- Film poster
- Directed by: Jacob Leventhal John Norling
- Produced by: Pete Smith
- Narrated by: Pete Smith
- Distributed by: Metro-Goldwyn-Mayer
- Release date: December 26, 1935;
- Running time: 8 minutes
- Country: United States
- Language: English

= Audioscopiks =

1935 film

Audioscopiks is a 1935 American short documentary film directed by Jacob F. Leventhal and John A. Norling. The main point of the short was to show off 3-D film technology. The film was nominated for an Academy Award at the 8th Academy Awards in 1935 for Best Short Subject (Novelty).
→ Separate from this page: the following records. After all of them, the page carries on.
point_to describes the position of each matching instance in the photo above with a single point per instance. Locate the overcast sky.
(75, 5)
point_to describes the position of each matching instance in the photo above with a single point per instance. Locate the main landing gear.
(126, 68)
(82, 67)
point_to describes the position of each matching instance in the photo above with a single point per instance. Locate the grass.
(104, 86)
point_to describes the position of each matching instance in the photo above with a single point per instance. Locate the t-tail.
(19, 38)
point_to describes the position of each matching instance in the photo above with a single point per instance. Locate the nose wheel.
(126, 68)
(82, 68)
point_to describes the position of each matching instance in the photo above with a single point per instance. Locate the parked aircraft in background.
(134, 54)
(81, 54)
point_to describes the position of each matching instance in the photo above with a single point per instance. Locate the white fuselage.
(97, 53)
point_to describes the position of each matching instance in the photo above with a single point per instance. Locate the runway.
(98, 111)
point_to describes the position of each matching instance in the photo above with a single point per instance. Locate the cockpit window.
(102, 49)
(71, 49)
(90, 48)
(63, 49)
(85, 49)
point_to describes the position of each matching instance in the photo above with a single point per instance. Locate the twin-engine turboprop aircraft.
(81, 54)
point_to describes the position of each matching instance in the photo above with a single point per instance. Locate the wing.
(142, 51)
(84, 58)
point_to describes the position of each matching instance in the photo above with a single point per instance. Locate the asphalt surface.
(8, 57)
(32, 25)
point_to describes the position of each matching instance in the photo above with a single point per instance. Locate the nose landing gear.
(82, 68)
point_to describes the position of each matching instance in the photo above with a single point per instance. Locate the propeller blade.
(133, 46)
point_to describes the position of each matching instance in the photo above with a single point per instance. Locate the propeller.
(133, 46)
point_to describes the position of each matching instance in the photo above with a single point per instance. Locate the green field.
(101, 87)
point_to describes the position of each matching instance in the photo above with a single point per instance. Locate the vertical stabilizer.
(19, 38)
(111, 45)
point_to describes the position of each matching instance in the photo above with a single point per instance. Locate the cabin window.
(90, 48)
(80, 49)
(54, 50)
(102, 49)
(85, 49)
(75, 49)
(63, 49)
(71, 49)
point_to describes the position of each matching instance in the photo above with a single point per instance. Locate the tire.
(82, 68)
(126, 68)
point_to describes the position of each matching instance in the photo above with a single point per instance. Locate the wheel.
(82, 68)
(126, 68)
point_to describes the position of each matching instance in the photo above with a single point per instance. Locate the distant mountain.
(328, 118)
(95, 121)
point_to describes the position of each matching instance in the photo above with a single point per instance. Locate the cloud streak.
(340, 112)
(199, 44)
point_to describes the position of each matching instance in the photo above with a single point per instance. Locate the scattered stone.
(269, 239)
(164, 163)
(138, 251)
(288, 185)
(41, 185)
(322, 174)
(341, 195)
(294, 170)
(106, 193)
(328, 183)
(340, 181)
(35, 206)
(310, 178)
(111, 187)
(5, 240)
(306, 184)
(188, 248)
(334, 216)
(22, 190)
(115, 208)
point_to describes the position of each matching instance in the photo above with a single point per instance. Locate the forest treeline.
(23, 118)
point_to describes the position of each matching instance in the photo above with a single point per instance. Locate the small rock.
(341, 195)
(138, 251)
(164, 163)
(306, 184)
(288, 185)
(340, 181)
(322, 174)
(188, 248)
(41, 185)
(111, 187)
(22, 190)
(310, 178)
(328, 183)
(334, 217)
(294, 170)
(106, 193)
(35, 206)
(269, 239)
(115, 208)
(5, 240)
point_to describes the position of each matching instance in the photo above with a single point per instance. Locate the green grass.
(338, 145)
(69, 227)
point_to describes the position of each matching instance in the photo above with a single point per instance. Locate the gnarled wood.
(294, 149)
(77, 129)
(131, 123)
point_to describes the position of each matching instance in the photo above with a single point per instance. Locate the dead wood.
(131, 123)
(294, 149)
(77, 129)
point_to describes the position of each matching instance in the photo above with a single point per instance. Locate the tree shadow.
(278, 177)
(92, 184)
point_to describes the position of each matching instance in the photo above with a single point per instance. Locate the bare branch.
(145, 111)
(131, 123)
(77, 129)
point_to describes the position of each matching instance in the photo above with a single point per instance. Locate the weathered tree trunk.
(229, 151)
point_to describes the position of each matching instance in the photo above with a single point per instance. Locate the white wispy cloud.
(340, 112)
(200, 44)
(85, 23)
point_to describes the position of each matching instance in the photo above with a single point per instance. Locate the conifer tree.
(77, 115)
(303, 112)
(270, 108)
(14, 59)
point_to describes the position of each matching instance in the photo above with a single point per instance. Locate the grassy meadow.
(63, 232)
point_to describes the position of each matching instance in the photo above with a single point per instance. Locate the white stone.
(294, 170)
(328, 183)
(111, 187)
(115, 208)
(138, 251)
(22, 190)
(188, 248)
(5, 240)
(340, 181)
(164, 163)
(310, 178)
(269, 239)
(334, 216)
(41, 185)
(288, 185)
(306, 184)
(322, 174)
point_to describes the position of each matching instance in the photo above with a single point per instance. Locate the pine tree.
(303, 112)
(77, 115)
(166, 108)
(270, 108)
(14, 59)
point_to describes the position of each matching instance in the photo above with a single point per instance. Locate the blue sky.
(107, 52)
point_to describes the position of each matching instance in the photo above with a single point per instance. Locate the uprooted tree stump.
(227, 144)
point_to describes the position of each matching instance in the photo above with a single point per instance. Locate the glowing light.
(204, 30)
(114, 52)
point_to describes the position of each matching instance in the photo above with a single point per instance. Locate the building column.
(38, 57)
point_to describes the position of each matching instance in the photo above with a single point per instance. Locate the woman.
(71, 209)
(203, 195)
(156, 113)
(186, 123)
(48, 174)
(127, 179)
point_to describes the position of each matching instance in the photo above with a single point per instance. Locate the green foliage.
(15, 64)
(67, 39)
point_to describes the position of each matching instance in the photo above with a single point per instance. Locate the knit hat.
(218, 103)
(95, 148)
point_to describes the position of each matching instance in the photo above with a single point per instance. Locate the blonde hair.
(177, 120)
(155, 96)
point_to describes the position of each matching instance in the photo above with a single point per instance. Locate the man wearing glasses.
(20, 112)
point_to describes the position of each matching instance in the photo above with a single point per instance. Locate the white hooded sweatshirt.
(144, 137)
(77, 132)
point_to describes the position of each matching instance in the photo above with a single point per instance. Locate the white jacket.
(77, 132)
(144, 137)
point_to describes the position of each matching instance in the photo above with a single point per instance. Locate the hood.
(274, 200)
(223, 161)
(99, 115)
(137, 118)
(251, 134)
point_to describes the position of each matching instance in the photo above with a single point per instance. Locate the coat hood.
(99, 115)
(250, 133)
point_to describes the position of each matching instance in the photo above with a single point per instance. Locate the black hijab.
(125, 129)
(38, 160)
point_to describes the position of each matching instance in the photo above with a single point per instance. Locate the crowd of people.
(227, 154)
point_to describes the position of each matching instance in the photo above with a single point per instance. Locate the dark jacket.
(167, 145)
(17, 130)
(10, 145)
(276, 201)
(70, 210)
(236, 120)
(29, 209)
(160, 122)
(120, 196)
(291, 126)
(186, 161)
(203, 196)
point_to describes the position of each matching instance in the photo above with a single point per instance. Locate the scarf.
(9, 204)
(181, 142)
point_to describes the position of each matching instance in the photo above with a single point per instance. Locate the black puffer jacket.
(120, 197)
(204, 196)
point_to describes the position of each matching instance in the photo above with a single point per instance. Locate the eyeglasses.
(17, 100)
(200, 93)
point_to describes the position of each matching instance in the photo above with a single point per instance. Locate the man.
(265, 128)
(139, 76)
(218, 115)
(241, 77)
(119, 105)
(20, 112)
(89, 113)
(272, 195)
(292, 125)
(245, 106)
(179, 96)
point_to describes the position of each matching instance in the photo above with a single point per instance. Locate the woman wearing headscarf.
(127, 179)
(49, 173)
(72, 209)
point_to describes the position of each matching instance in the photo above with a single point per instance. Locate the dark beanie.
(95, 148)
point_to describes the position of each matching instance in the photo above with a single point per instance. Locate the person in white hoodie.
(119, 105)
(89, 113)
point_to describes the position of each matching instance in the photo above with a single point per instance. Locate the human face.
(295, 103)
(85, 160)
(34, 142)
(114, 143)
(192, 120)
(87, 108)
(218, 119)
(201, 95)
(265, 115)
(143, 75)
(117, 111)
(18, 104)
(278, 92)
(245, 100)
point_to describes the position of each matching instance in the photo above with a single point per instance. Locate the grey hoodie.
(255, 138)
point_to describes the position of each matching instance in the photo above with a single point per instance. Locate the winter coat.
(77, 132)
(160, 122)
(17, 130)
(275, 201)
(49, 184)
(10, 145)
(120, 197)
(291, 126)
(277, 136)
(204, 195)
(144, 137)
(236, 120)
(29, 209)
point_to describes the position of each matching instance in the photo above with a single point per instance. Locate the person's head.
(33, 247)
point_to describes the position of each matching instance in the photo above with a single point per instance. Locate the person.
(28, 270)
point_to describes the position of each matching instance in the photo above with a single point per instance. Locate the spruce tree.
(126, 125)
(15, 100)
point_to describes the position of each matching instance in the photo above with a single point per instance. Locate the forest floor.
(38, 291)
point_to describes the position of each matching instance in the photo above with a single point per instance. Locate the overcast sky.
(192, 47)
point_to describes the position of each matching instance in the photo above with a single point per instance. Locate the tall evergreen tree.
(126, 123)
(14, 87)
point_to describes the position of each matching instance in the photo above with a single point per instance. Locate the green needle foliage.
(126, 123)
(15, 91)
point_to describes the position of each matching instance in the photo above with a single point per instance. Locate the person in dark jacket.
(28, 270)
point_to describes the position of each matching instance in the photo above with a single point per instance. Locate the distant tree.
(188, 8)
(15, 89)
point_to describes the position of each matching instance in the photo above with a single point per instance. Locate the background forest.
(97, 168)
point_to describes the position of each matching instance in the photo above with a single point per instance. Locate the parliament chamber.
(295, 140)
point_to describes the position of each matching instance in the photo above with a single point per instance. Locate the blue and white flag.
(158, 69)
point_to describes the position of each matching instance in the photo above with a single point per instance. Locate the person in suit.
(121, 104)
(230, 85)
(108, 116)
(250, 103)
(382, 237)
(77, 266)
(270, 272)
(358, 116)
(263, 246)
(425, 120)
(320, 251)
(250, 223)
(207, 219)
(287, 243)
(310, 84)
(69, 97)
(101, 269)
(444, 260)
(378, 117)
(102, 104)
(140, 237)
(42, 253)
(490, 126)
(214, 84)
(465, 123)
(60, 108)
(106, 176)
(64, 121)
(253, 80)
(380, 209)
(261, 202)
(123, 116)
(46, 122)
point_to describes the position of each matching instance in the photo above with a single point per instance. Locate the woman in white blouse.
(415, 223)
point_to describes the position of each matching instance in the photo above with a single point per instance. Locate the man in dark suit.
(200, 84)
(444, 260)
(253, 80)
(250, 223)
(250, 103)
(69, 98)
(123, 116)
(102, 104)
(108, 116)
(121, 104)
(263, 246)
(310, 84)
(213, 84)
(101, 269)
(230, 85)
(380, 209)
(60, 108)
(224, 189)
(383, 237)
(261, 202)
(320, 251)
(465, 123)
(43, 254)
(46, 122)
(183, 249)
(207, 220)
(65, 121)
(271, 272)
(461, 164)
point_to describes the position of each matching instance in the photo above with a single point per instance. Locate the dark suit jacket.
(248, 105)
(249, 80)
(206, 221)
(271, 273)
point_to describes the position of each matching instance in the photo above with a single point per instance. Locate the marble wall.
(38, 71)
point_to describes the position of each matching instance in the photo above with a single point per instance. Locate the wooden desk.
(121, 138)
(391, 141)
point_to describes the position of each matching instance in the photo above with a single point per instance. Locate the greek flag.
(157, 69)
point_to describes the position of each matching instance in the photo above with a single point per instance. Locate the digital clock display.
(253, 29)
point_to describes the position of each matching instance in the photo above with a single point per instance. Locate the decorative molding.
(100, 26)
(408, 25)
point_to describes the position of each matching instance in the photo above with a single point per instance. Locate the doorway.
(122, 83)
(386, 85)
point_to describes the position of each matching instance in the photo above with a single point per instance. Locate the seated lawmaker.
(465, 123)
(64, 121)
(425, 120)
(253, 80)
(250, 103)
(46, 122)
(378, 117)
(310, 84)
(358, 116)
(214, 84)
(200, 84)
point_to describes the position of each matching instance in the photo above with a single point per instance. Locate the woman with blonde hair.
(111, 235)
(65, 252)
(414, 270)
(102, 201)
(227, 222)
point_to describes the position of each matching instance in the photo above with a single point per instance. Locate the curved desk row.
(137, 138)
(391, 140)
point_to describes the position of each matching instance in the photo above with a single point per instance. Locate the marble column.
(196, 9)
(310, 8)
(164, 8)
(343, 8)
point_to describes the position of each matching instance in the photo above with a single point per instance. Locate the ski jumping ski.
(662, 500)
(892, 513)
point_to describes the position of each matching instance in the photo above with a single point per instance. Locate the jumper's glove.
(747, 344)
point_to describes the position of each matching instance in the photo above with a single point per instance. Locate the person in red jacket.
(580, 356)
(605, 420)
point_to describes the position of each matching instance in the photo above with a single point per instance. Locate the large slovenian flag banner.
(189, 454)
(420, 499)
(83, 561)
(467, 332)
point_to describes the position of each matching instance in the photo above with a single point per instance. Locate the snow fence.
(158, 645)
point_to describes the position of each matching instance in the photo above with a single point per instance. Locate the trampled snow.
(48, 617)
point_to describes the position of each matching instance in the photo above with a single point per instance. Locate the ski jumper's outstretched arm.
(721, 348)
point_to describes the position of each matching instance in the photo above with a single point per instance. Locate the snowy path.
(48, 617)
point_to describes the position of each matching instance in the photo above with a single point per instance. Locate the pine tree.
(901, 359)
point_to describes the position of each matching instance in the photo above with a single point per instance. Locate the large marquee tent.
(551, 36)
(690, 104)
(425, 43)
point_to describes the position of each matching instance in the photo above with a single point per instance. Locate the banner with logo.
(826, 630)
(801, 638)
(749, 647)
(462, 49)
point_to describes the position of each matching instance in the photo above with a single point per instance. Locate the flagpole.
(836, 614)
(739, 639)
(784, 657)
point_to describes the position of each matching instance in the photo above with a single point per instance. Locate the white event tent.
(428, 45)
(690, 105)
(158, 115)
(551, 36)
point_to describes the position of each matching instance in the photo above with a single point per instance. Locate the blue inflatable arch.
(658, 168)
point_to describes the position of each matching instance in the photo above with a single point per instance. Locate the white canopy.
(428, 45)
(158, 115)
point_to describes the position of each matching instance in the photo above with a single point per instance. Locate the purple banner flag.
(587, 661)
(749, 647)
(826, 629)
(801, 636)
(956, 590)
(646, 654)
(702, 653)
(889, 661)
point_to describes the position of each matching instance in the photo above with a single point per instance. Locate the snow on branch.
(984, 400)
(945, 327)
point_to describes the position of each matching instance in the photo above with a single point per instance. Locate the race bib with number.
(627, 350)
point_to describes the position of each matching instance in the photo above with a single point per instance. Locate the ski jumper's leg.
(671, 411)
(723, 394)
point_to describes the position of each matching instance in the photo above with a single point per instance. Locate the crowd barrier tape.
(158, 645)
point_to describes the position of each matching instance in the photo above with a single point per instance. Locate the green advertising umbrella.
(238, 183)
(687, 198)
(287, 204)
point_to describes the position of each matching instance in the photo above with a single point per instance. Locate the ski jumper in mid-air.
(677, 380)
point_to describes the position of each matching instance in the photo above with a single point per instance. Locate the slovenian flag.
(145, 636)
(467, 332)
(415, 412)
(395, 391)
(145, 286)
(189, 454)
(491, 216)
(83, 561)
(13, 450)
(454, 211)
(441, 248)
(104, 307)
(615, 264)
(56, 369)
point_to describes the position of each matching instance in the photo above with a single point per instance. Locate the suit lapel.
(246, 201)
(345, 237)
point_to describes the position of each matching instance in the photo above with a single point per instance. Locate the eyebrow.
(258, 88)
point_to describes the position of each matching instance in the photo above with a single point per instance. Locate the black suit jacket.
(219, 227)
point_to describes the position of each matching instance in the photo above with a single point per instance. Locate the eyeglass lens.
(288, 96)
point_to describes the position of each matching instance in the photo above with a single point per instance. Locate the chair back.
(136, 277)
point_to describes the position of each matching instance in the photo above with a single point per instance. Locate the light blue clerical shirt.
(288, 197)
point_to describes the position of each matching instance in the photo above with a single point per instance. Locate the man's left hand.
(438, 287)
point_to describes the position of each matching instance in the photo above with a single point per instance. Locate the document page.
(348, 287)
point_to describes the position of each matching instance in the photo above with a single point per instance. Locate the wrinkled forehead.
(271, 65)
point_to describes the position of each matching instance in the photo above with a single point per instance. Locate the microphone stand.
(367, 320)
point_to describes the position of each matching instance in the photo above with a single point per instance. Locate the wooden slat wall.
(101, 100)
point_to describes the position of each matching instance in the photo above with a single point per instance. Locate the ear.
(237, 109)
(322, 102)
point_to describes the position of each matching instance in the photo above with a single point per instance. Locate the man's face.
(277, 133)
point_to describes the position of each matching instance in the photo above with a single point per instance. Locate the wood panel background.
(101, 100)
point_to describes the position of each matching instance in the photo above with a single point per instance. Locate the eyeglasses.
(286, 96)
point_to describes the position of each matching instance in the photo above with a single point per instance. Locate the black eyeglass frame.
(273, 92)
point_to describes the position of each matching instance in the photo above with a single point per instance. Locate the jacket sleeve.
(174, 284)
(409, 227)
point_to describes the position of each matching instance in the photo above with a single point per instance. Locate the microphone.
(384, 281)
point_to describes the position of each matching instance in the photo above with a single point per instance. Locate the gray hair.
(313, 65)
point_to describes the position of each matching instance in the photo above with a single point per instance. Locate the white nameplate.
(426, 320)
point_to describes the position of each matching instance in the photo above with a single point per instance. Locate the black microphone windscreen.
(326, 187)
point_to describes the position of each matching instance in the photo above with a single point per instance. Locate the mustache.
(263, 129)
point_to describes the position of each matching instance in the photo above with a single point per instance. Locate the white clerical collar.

This was MGM's first film in 3-D, filmed using the red-green anaglyph process, with prints produced by Technicolor. Current prints appear to have faded to a crimson-cyan color, causing ghosting to occur when viewed. Audioscopiks was followed by The New Audioscopiks (1938), and by Third Dimensional Murder (1941).

==Synopsis==
Audience members are given a lesson on how 3-Dimensional movies are made. After being taught about 3-D, patrons are then instructed to put on their 3-D glasses. They are then given a demonstration of 3-D with various objects moving towards the camera, including a ladder, a baseball being thrown and a woman on a swing. Smith narrates each short clip, most being 20 seconds or less.